Both devices use the Realtek RTD1619B quad-core ARM Cortex-A55 processor, making raw compute performance comparable. The key differences are software maturity (Synology DSM has a decade-long track record; Xiaomi's HyperOS NAS OS is launching for the first time), ecosystem (Synology has an extensive third-party app library; Xiaomi's is untested), and price structure (the DS223j retails around $178 diskless; Xiaomi's 4 TB pre-loaded model opens at ¥2,299, roughly $338, during crowdfunding, with drives included).

What are the data privacy risks of a Xiaomi NAS in my home?

As a company headquartered in China, Xiaomi is subject to China's National Intelligence Law (2017), which requires all organizations and citizens to cooperate with national intelligence efforts, and the Cybersecurity Law (2017), which authorizes government access to stored data.
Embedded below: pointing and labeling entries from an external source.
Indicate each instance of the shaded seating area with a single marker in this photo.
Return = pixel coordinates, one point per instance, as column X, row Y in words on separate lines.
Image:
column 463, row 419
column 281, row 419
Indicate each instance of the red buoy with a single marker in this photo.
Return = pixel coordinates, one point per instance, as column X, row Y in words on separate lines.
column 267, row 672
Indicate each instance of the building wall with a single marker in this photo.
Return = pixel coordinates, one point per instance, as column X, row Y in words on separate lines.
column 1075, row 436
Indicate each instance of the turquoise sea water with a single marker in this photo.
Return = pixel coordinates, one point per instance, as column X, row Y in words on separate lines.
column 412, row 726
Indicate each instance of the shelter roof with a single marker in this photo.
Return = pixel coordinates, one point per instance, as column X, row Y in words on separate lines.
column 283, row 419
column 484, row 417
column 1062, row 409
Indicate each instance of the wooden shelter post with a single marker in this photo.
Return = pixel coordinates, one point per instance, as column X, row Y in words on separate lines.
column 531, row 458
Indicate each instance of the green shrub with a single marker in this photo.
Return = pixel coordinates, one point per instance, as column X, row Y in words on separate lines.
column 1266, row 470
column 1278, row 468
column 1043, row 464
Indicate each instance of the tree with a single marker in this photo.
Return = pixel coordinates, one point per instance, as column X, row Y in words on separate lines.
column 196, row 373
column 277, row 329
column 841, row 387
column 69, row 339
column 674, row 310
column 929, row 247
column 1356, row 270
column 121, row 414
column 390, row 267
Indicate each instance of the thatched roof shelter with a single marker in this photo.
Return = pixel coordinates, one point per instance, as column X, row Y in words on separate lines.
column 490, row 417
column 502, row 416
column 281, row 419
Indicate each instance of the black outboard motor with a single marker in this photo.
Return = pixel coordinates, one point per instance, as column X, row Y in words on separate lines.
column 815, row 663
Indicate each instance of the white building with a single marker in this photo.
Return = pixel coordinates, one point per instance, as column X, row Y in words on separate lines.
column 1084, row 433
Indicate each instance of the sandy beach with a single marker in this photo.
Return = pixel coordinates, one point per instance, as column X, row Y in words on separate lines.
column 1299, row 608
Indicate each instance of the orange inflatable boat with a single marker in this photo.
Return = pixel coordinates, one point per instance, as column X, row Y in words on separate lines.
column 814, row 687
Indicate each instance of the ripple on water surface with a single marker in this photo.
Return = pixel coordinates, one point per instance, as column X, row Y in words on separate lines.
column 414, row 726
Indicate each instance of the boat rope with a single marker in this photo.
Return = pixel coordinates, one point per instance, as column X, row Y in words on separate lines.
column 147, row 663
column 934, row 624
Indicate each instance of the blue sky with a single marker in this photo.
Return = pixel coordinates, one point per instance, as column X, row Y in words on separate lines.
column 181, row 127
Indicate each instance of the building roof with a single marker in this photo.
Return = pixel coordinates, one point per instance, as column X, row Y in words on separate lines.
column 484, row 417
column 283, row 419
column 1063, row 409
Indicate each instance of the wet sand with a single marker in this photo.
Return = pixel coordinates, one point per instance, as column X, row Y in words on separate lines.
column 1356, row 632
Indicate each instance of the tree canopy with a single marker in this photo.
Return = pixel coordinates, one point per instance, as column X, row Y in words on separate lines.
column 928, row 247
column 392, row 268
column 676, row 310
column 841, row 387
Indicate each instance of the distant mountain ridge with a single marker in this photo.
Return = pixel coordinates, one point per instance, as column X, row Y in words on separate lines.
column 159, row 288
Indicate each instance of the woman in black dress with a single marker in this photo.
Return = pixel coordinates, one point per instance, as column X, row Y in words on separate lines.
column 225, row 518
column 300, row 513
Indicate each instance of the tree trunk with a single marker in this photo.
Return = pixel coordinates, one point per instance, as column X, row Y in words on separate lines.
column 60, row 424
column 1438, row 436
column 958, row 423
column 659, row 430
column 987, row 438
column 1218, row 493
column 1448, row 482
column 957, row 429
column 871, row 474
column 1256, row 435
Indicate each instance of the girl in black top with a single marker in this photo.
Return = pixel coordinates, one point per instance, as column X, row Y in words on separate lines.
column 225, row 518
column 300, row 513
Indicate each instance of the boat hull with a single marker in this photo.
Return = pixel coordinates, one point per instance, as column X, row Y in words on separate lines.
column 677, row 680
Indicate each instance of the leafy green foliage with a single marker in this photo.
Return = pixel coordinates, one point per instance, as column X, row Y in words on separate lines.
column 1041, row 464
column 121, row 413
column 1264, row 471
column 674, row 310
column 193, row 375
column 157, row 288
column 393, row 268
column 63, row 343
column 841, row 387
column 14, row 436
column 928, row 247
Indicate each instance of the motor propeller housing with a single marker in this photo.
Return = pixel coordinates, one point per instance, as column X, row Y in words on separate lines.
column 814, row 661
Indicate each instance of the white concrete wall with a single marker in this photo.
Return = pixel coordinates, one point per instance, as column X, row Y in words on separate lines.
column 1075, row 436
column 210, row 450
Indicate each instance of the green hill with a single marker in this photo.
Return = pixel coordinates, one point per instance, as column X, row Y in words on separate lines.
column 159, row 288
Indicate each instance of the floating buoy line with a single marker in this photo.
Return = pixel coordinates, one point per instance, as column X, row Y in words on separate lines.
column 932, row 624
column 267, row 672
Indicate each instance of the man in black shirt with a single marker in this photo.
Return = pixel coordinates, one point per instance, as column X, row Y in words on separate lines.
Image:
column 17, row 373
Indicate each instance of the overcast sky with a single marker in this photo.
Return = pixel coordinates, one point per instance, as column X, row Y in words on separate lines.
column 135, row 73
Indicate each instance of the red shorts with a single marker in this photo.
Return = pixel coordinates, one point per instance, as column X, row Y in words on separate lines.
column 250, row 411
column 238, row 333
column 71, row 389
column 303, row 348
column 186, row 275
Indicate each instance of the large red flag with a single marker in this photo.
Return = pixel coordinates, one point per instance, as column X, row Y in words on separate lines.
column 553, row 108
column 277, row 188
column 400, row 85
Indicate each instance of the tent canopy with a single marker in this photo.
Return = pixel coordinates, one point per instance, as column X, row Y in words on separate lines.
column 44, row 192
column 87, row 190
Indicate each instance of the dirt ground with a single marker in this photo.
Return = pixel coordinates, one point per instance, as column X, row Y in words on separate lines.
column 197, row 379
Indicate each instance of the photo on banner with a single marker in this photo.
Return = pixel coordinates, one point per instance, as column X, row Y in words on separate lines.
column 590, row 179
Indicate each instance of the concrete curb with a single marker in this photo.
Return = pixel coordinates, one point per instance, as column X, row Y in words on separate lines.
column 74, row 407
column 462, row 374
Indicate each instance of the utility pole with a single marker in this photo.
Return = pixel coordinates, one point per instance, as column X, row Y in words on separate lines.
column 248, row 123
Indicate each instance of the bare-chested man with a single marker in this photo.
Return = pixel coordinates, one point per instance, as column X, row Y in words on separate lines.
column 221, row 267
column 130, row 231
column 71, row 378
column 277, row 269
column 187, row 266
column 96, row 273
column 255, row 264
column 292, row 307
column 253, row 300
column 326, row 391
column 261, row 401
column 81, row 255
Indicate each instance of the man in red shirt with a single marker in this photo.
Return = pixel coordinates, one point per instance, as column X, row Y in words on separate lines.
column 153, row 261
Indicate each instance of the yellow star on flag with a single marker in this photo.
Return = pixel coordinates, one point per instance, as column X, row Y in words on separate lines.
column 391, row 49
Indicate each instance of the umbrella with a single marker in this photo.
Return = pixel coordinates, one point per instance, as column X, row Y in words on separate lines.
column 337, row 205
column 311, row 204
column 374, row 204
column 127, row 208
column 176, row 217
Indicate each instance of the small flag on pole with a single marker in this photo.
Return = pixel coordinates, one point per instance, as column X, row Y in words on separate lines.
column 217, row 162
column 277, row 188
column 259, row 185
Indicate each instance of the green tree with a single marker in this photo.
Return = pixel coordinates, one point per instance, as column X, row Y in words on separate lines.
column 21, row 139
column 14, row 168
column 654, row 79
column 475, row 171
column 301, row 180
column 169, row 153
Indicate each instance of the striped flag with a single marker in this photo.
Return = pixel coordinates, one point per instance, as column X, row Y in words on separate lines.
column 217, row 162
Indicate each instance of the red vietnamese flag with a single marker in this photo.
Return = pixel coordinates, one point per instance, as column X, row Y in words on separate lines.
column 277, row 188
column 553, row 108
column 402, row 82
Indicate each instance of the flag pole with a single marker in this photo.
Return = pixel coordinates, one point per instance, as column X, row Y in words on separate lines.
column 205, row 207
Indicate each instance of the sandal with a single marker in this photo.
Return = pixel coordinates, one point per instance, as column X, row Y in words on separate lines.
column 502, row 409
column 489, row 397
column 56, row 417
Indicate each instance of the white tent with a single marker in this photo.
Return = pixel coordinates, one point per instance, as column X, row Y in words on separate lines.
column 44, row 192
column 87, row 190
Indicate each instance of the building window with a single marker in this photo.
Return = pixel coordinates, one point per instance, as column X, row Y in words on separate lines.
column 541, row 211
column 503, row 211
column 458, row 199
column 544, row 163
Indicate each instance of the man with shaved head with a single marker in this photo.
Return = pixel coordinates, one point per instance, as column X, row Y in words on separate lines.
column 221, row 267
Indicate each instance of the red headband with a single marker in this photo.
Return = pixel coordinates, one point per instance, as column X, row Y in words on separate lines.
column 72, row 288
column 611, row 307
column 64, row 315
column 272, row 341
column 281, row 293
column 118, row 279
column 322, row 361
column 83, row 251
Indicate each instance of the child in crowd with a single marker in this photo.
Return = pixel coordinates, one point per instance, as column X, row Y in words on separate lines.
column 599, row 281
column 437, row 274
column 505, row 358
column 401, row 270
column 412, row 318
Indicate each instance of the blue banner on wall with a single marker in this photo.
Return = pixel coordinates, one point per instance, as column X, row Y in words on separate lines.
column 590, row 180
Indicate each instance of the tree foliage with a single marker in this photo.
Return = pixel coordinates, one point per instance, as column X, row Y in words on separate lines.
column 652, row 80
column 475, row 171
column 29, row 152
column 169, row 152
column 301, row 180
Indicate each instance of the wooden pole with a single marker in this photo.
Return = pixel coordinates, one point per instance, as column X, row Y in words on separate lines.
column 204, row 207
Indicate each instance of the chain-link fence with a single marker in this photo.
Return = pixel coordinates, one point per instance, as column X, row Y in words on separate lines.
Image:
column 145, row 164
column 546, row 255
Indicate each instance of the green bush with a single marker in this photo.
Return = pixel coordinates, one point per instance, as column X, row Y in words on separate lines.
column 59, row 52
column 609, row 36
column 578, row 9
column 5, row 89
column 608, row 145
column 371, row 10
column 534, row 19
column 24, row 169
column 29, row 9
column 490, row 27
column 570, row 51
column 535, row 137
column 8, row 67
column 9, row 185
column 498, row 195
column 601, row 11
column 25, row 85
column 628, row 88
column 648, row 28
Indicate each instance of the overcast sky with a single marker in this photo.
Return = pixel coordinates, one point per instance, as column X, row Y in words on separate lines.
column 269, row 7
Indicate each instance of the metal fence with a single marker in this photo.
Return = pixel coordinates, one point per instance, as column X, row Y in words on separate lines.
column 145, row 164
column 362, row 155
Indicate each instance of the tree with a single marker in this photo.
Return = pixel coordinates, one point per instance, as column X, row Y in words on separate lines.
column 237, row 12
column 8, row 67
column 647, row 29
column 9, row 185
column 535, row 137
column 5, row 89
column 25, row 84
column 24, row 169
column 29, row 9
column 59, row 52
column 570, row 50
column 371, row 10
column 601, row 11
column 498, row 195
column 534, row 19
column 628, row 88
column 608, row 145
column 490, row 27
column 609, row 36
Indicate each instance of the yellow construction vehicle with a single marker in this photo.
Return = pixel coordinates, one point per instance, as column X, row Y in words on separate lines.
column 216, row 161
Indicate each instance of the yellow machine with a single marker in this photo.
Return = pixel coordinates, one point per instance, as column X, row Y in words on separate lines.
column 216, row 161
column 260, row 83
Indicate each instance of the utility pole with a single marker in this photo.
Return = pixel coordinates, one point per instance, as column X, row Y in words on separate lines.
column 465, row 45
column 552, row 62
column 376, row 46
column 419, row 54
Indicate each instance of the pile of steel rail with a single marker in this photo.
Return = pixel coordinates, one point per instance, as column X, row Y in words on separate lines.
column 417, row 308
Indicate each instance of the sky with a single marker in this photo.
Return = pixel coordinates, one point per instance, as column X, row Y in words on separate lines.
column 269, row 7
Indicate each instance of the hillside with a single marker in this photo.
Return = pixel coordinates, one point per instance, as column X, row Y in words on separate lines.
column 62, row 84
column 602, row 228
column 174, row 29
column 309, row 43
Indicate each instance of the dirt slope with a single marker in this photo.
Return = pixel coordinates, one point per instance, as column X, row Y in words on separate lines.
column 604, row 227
These obligations apply regardless of Xiaomi's stated privacy policy or the location of individual servers. A NAS stores the full contents of a household's digital life. No independent security audit of the Smart Storage hardware exists yet. Xiaomi's transparency reports confirm the company responds to legal requests from Chinese authorities. The company and the Chinese government have both stated that no unauthorized data access occurs. Readers in jurisdictions with strict data-residency requirements, or those storing sensitive professional data, should factor this legal framework into their decision before the July 1 crowdfunding window opens.

Will the Xiaomi Smart Storage be available internationally?

No international availability has been confirmed. The July 1–8 crowdfunding campaign runs exclusively on China-market platforms. Xiaomi has a track record of expanding crowdfunded products globally but has not announced a timeline or market list for the Smart Storage.